Corfu a Healing Experience for the Durrells


Review in The Express, 17 April 2017, of The Durrells of Corfu

THE Durrell family and their hilariously wild adventures in Corfu have been immortalised in print, most famously in Gerald Durrell’s classic memoir My Family And Other Animals, and on screen, most recently in ITV’s The Durrells. But who were the real-life Durrells? For his new biography, written with the blessing of the family, author Michael Haag gained access to maps, diaries, letters, unpublished autobiographical fragments, letters and unseen photographs.

He reshapes the story of this extraordinary family by unearthing new facts and offering fresh insights into their lives and loves. He starts by exploring the life of matriarch Louisa, portraying a richer, more interesting character than the long-suffering mother living in “happy anarchy” with her brood on the Greek island. Born and bred in British-ruled India, she led a rich and vibrant life as an Anglo-Asian colonialist. She married engineer Samuel Lawrence in 1910 and two years later gave birth to their first son Lawrence, later an award winning author.

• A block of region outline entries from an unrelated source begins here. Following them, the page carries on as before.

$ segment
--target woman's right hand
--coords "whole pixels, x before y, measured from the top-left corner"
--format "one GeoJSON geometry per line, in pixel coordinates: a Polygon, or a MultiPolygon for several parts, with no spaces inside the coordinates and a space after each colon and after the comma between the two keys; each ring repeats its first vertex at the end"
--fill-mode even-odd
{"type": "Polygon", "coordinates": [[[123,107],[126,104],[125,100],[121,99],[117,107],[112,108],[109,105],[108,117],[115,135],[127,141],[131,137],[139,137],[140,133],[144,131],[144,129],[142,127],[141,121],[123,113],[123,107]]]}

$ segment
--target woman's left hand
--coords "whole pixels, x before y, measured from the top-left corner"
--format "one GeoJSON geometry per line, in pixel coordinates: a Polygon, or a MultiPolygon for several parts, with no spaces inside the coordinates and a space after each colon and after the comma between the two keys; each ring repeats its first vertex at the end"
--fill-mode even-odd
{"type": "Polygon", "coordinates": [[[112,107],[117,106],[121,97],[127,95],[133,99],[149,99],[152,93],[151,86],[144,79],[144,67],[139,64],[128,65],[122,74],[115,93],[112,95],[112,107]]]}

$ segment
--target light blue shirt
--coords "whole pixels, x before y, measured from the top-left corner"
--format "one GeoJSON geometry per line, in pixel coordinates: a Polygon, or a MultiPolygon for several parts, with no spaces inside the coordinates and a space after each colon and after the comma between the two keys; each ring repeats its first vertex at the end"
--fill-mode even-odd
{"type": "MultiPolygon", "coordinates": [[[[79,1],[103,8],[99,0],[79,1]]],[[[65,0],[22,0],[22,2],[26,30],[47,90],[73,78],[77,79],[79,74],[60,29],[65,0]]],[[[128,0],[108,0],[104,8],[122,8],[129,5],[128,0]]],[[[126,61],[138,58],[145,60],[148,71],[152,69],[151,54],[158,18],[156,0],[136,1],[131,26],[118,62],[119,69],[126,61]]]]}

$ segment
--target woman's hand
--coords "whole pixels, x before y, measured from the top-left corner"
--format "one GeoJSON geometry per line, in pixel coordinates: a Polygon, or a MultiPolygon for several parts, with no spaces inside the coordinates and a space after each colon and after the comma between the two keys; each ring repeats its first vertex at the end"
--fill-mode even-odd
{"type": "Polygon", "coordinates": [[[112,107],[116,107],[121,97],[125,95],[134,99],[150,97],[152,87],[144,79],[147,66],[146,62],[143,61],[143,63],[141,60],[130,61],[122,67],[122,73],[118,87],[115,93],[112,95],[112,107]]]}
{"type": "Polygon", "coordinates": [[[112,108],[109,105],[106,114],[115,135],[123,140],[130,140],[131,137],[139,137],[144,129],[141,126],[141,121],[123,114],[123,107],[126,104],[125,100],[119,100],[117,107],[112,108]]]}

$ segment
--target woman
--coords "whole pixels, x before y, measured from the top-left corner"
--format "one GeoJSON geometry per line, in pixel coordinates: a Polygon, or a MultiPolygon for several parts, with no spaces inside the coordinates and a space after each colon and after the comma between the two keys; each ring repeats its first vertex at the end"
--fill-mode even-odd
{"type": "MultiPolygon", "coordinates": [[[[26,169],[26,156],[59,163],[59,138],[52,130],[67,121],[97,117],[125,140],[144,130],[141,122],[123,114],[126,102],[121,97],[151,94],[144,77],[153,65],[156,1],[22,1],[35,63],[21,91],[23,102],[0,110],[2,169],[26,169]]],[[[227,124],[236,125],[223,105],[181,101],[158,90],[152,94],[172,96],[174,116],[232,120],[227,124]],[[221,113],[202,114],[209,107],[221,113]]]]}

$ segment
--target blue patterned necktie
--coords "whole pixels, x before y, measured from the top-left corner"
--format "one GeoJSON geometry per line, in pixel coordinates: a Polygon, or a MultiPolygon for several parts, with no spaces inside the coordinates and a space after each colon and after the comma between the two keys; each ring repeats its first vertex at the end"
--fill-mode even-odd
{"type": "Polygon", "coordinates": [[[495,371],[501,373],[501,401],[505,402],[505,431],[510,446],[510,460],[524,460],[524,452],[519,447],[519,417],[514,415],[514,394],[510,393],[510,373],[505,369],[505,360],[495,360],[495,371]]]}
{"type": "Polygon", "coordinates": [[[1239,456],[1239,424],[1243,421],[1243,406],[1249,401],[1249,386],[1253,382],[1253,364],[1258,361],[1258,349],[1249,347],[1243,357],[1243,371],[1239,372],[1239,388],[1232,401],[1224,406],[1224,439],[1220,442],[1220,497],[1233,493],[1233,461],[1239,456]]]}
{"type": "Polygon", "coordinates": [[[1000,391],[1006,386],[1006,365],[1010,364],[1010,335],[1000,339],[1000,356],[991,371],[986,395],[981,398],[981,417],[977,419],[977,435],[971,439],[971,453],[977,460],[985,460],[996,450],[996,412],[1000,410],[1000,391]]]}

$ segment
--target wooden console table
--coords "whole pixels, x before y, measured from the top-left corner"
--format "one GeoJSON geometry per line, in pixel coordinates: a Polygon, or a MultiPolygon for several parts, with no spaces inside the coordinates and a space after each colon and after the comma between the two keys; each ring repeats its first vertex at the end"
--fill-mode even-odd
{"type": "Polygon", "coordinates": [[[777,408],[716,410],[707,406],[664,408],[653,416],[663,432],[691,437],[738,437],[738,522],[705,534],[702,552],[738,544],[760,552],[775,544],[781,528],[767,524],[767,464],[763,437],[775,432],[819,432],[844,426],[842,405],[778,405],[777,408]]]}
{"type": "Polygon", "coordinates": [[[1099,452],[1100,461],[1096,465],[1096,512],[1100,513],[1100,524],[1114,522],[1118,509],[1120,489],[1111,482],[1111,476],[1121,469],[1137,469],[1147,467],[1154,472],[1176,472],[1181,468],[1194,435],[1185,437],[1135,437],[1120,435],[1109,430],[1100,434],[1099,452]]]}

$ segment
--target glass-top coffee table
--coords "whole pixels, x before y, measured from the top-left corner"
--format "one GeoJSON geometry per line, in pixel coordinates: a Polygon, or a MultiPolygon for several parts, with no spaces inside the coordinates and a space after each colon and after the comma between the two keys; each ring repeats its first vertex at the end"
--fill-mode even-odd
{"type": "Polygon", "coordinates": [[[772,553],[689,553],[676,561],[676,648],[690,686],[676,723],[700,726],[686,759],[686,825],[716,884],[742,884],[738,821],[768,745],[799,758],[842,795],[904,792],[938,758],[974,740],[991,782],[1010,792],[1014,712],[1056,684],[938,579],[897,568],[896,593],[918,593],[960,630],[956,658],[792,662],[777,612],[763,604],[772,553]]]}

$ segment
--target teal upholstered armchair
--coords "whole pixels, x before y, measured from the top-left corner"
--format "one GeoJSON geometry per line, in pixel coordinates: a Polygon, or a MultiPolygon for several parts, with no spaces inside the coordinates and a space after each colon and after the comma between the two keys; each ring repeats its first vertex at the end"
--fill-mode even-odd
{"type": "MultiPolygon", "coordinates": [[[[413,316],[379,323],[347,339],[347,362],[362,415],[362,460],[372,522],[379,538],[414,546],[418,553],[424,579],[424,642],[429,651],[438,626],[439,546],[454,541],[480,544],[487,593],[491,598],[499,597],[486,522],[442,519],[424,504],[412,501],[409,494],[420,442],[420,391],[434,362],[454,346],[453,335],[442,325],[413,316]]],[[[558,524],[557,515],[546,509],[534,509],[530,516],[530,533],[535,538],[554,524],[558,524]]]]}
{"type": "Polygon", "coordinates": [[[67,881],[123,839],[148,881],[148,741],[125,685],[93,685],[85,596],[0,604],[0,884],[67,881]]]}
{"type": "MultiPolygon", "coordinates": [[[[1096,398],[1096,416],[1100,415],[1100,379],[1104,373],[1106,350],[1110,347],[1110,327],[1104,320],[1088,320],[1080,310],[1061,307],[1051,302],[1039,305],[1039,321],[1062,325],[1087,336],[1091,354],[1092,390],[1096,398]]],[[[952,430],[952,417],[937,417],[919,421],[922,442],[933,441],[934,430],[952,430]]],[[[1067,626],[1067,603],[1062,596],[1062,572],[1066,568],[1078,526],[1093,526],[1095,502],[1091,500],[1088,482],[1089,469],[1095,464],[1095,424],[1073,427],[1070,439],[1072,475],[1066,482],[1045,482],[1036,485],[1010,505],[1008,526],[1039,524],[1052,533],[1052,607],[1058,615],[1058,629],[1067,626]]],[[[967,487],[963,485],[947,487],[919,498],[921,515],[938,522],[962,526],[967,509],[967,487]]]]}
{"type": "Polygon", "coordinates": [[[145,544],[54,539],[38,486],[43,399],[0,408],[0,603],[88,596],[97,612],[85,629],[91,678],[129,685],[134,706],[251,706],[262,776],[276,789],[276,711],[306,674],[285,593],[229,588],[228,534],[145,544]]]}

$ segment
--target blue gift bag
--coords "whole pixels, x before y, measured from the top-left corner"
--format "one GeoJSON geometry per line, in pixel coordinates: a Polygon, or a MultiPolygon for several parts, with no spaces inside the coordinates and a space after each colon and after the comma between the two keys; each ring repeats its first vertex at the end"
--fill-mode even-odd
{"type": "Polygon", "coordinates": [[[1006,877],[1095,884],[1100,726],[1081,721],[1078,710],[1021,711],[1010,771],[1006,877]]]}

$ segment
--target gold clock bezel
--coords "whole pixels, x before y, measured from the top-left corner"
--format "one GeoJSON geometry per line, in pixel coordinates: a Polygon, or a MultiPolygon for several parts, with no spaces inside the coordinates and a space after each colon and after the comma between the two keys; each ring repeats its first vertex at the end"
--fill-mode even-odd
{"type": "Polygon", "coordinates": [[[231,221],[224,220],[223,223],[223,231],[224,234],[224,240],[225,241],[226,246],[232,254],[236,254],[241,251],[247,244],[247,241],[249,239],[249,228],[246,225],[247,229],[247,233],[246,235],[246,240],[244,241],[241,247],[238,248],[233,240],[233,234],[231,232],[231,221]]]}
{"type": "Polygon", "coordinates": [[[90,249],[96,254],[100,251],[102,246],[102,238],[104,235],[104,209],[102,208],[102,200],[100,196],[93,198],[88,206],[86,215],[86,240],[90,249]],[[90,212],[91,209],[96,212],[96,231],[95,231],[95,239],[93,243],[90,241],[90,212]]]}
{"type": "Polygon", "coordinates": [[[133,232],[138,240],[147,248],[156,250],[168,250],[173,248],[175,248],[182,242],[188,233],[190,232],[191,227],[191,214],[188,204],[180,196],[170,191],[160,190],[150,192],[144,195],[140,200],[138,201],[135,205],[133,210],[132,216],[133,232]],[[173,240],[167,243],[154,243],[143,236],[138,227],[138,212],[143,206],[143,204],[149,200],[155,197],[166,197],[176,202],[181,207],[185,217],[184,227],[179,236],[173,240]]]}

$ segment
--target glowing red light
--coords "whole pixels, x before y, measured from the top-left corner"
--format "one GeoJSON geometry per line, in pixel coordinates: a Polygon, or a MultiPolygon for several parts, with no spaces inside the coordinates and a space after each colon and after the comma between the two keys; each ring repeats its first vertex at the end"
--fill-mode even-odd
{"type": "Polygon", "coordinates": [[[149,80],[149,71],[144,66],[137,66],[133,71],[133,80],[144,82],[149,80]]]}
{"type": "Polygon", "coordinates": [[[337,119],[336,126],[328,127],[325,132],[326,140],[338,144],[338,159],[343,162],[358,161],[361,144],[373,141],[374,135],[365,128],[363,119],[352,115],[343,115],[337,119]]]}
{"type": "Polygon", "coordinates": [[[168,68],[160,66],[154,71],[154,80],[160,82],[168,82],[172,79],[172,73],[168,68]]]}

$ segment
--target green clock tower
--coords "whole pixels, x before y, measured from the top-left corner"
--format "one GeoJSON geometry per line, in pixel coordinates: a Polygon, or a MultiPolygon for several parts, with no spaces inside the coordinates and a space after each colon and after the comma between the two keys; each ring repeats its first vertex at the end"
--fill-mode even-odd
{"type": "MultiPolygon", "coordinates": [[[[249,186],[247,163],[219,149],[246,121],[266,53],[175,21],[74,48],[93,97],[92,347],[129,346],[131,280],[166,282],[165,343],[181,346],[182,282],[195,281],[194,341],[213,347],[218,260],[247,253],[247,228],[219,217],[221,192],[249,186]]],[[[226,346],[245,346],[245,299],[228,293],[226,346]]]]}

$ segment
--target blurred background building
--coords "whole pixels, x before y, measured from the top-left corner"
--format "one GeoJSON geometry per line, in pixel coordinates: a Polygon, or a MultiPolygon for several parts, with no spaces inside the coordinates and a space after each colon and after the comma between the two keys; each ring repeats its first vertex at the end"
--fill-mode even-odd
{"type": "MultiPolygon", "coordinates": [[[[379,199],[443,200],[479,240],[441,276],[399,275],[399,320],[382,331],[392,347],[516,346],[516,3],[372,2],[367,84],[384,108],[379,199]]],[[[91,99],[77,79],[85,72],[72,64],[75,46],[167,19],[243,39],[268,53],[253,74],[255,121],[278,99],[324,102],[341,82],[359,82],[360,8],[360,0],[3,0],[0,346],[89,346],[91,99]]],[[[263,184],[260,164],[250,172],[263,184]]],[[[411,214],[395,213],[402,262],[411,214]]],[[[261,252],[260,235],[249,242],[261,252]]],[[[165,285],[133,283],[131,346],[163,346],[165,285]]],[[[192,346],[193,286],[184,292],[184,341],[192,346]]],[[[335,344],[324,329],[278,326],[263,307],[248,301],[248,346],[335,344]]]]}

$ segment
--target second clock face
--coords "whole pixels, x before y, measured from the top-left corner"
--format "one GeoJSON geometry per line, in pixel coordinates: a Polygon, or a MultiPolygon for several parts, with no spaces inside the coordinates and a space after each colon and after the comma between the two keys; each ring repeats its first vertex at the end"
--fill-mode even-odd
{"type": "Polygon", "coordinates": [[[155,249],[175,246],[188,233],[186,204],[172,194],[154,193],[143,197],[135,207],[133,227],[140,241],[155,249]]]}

Although the death of her second child Margery at four months old cast a shadow over her life, she went on to have another three children, Leslie, Margaret and Gerald. Samuel has always been a footnote to the Durrell family’s story but Haag reveals his incredible achievements such as helping to build a railway which transformed Burma. The family’s period in India is just as fascinating as their lives in Corfu.

Haag vividly evokes the time and the place with sumptuous descriptions, transporting readers to a magical, mystical and exotic bygone era of colonial India under the Raj. However Haag doesn’t shy away from tackling painful subject matter that the Durrells themselves struggled to confront. Louisa was devastated by Samuel’s death in 1928 and, as she mourned her husband “in earnest”, as Larry later put it, grief sadly turned her into an alcoholic.

Then he reveals that in 1932 she suffered a nervous breakdown, a hitherto-unknown fact tackled by Gerry in his unfinished, unpublished autobiography. So Haag shatters any illusions that the move to Corfu in 1935 was the whim of a family seeking adventures in warmer climes:

“They laughed and wrote beautifully of their island idyll, but nobody mentioned what had really brought them to the island.” 

However, in the end Corfu proved to be a healing experience for the grief-stricken Durrells. Louisa, Larry and Gerald all come to vivid life in these pages but compared to their siblings, Margaret and Leslie barely wrote so their voices never quite come across.

With an illegitimate child and misappropriated funds to his name, Leslie must have been quite a colourful character. However, Haag has written a love letter to an extraordinary family. As families and other animals go, the Durrells are a breed of their own.